The lawsuit was initially entitled A.J., et al. v. Lemonaid Health Inc. and LMND Medical Group, Inc. d/b/a Lemonaid Health and was filed in the United States District Court for the Northern District of California. The defendants entered bankruptcy proceedings, the lawsuit was renamed, In re Chrome Holding Co. (f/k/a 23andMe Holding Co.), et al, and was moved to the United States Bankruptcy Court for the Eastern District of Missouri.
The defendants deny any wrongdoing or liability, while class counsel and the class representatives believe they have asserted valid claims. All parties have agreed that a settlement is in the best interests of all parties. Under the terms of the settlement, a $3,250,000 settlement fund will be established to cover attorneys’ fees of up to one-third of the settlement fund, expenses, settlement administration and notice costs, and service awards for the class representatives (up to a maximum of $55,000). The remainder of the settlement will be used to pay one-time cash payments to the approximately 35,000 class members. The settlement has received preliminary approval from the bankruptcy court, and the final fairness hearing has been scheduled for January 20, 2026. The deadline for objection to and exclusion from the settlement is January 5, 2026, and claims must be submitted by February 23, 2026.
Redeemer Health
Redeemer Health, a Catholic healthcare provider based in Huntingdon Valley, Pennsylvania, that serves patients in southeastern Pennsylvania and New Jersey, was alleged to have added tracking pixels to its websites and patient portals that illegally transmitted personal and health information to third parties without visitors’ knowledge or consent.
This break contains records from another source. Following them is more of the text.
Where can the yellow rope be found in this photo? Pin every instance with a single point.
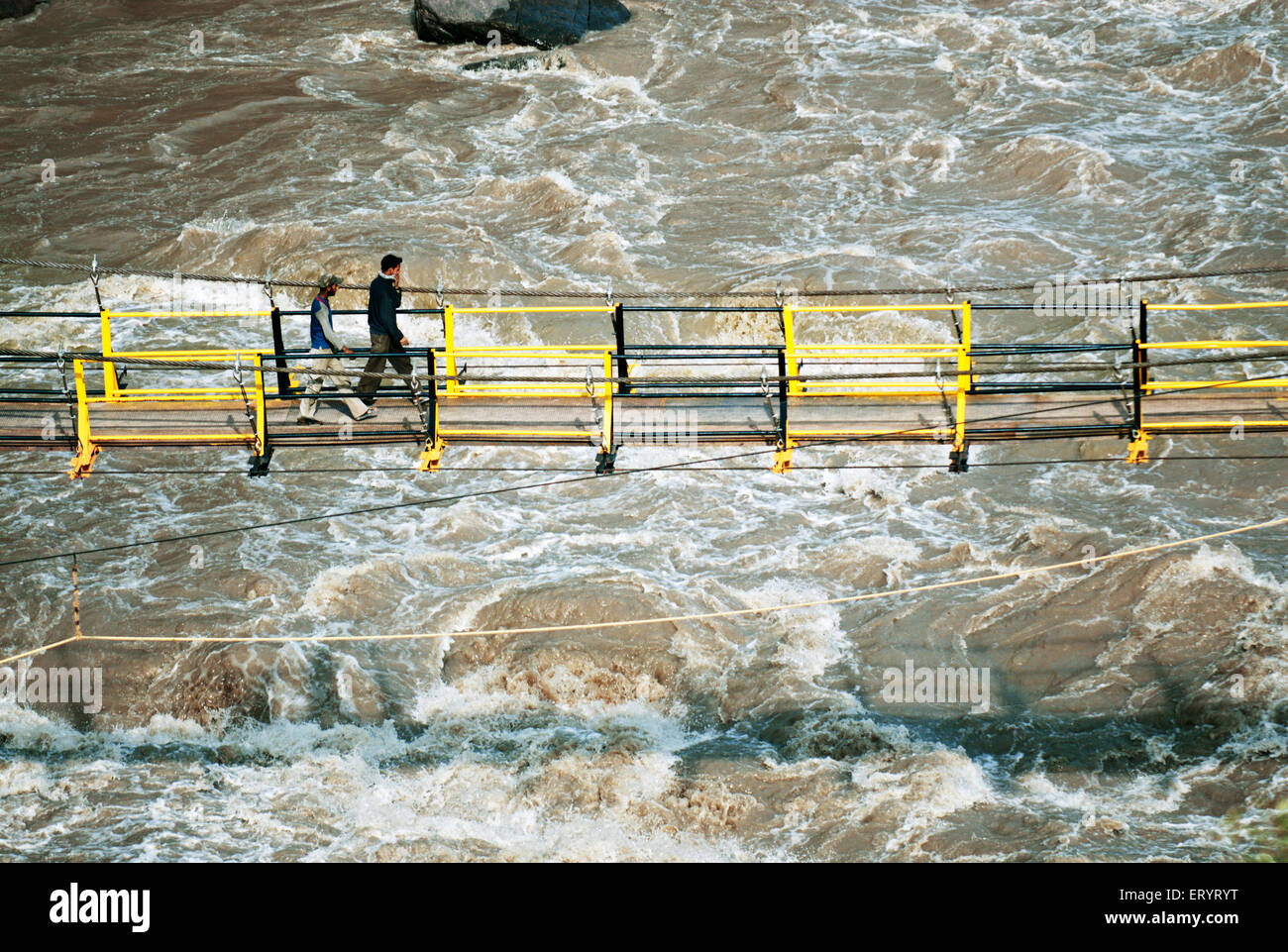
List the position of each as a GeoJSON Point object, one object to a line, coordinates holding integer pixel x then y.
{"type": "Point", "coordinates": [661, 620]}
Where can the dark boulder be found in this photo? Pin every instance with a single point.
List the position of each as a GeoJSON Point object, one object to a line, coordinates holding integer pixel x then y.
{"type": "Point", "coordinates": [542, 24]}
{"type": "Point", "coordinates": [16, 8]}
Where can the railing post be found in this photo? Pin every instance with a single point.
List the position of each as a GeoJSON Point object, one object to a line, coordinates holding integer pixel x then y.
{"type": "Point", "coordinates": [263, 454]}
{"type": "Point", "coordinates": [450, 348]}
{"type": "Point", "coordinates": [784, 453]}
{"type": "Point", "coordinates": [790, 348]}
{"type": "Point", "coordinates": [110, 388]}
{"type": "Point", "coordinates": [606, 455]}
{"type": "Point", "coordinates": [957, 459]}
{"type": "Point", "coordinates": [85, 447]}
{"type": "Point", "coordinates": [283, 377]}
{"type": "Point", "coordinates": [1137, 450]}
{"type": "Point", "coordinates": [433, 454]}
{"type": "Point", "coordinates": [619, 334]}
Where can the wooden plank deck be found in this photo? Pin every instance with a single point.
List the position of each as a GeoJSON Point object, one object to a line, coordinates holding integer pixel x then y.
{"type": "Point", "coordinates": [643, 419]}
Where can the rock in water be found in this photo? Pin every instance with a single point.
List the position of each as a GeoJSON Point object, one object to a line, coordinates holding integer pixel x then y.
{"type": "Point", "coordinates": [605, 14]}
{"type": "Point", "coordinates": [542, 24]}
{"type": "Point", "coordinates": [16, 8]}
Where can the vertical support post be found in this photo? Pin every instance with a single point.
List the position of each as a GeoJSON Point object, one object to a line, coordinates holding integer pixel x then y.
{"type": "Point", "coordinates": [85, 447]}
{"type": "Point", "coordinates": [263, 453]}
{"type": "Point", "coordinates": [784, 454]}
{"type": "Point", "coordinates": [261, 407]}
{"type": "Point", "coordinates": [1137, 451]}
{"type": "Point", "coordinates": [957, 459]}
{"type": "Point", "coordinates": [606, 455]}
{"type": "Point", "coordinates": [450, 348]}
{"type": "Point", "coordinates": [790, 348]}
{"type": "Point", "coordinates": [283, 378]}
{"type": "Point", "coordinates": [433, 454]}
{"type": "Point", "coordinates": [619, 334]}
{"type": "Point", "coordinates": [110, 388]}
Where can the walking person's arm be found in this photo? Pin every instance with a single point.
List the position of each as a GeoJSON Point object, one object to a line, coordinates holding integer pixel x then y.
{"type": "Point", "coordinates": [329, 331]}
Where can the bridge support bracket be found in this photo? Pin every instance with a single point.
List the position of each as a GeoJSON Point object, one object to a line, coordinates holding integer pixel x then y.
{"type": "Point", "coordinates": [958, 459]}
{"type": "Point", "coordinates": [259, 464]}
{"type": "Point", "coordinates": [784, 458]}
{"type": "Point", "coordinates": [605, 459]}
{"type": "Point", "coordinates": [432, 456]}
{"type": "Point", "coordinates": [1137, 451]}
{"type": "Point", "coordinates": [84, 462]}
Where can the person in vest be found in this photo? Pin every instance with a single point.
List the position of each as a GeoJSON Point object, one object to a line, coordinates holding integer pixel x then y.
{"type": "Point", "coordinates": [386, 338]}
{"type": "Point", "coordinates": [325, 344]}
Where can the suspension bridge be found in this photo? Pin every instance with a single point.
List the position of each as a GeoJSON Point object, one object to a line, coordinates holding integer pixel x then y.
{"type": "Point", "coordinates": [616, 391]}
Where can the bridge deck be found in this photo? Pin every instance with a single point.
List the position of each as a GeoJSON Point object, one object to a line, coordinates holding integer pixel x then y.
{"type": "Point", "coordinates": [647, 419]}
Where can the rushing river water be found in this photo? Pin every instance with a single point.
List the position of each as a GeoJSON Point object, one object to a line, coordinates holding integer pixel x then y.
{"type": "Point", "coordinates": [1136, 708]}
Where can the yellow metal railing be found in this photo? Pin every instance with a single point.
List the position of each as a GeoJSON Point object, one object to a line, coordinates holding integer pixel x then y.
{"type": "Point", "coordinates": [592, 377]}
{"type": "Point", "coordinates": [840, 371]}
{"type": "Point", "coordinates": [923, 363]}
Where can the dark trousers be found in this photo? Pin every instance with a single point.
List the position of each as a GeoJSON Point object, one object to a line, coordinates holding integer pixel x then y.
{"type": "Point", "coordinates": [384, 344]}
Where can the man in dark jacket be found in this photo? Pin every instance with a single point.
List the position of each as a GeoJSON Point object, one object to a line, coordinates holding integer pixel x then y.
{"type": "Point", "coordinates": [386, 338]}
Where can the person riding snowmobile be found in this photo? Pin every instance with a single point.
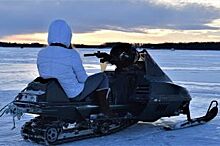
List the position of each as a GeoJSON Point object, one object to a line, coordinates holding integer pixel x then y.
{"type": "Point", "coordinates": [59, 60]}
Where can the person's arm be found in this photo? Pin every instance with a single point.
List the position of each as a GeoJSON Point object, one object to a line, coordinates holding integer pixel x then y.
{"type": "Point", "coordinates": [79, 69]}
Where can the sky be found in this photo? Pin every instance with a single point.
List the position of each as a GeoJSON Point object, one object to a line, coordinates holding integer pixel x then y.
{"type": "Point", "coordinates": [100, 21]}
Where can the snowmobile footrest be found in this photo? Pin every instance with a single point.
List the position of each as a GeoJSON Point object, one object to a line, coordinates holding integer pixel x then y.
{"type": "Point", "coordinates": [210, 114]}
Three lawsuits were filed over the use of the tools, which were consolidated into a single lawsuit – Doe et al. v. Redeemer Health et al I – on May 8, 2023, in the Philadelphia County Court of Common Pleas, as they had materially similar causes of action.
Redeemer Health denies any wrongdoing or liability, and the plaintiffs believe they have asserted valid claims. All parties agreed that a settlement was in the best interests of all parties to avoid the cost, disruption, distraction, and uncertainty of continuing with the litigation. The settlement provides the class members with the opportunity to receive a cash payment of $25 and enroll in one year of CyEx Privacy Shield Pro, a service that protects individuals against fraud by monitoring a broad array of assets on the dark web. The benefits must be claimed, and claims must be submitted by January 9, 2026. The final approval hearing has been scheduled for February 9, 2026.